Nel frattempo, l’usurpatore del partito democratico, non più dirigente dall’11 dicembre scorso, ma soltanto un semplice deputato, trovandosi in vistosa difficoltà, con alcuni suoi “fedelissimi”, sta cercando di fare “diversione”. Stanno cercando di ingannare di nuovo. E come sempre, si stanno contraddicendo vistosamente, vergognosamente e miseramente. Ma a loro non importa che stanno diventando ridicoli pubblicamente. Per loro si tratta di una “reazione” di sopravvivenza. Ragion per cui tutto è permesso. Bugie, promesse, inganni e “minacce” comprese. Ma come la saggezza popolare ci insegna, in diverse lingue, il vizio esce con l’ultimo respiro. Saggezza, che si sta dimostrando anche adesso, in queste ultime settimane e in questi ultimi giorni, con quanto sta facendo l’ormai ex dirigente/usurpatore del partito democratico albanese. Ma la sua corsa è agli ultimi metri. E la fine di quella corsa, con ogni probabilità, sarà quella che lui e i suoi pochi, pochissimi “fedeli” non avrebbero mai voluto accadesse. E insieme con l’ormai ex dirigente e usurpatore del partito, neanche il suo “protettore”, il primo ministro, avrebbe voluto accadesse.

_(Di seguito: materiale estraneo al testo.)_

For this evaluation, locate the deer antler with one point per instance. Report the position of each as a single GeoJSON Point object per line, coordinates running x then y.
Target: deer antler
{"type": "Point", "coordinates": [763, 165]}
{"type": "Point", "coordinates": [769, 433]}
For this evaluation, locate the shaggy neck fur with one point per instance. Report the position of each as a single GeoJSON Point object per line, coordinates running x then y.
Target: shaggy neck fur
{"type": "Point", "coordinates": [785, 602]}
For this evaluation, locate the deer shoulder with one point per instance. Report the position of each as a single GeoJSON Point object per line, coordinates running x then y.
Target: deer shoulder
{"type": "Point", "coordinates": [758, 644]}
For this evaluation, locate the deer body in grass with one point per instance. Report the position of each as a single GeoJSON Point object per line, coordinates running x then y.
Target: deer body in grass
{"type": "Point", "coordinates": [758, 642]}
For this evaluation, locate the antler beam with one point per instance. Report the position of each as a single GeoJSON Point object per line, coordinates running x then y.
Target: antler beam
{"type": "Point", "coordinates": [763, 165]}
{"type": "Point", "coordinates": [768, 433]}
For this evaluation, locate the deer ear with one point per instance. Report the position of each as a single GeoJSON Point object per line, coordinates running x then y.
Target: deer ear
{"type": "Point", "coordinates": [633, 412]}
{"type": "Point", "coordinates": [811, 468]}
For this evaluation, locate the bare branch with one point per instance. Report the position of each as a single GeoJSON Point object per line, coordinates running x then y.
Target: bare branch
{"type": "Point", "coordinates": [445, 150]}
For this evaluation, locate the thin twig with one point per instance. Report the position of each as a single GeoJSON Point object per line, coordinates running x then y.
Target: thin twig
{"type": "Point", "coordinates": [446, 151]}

Chi scrive queste righe, visti gli sviluppi prodotti dal Movimento per la ricostituzione del partito democratico albanese, continuerà a seguirli e poi informare il nostro lettore. E sempre con la massima oggettività possibile. Egli però e convinto che se non ci fosse questo Movimento, la situazione in Albania sarebbe stata peggiore di quella del settembre scorso, quando il Movimento prese via. Perché l’ormai costituita dittatura sui generis in Albania non avrebbe avuto, come in questi ultimi anni, nessun vero ostacolo oppositivo. Adesso potrebbe rinascere la speranza per gli albanesi che la frase “Ogni nazione ha il governo che si merita” possa avere una connotazione positiva in futuro. Anche perché, come era convinto Victor Hugo, niente è più forte di un’idea il cui tempo è arrivato. E quell’idea potrebbe essere rappresentata dal nuovo Movimento. Spetta però agli albanesi vegliare e fare di tutto perché quell’idea possa essere realizzata senza alterazioni. Agli albanesi la scelta.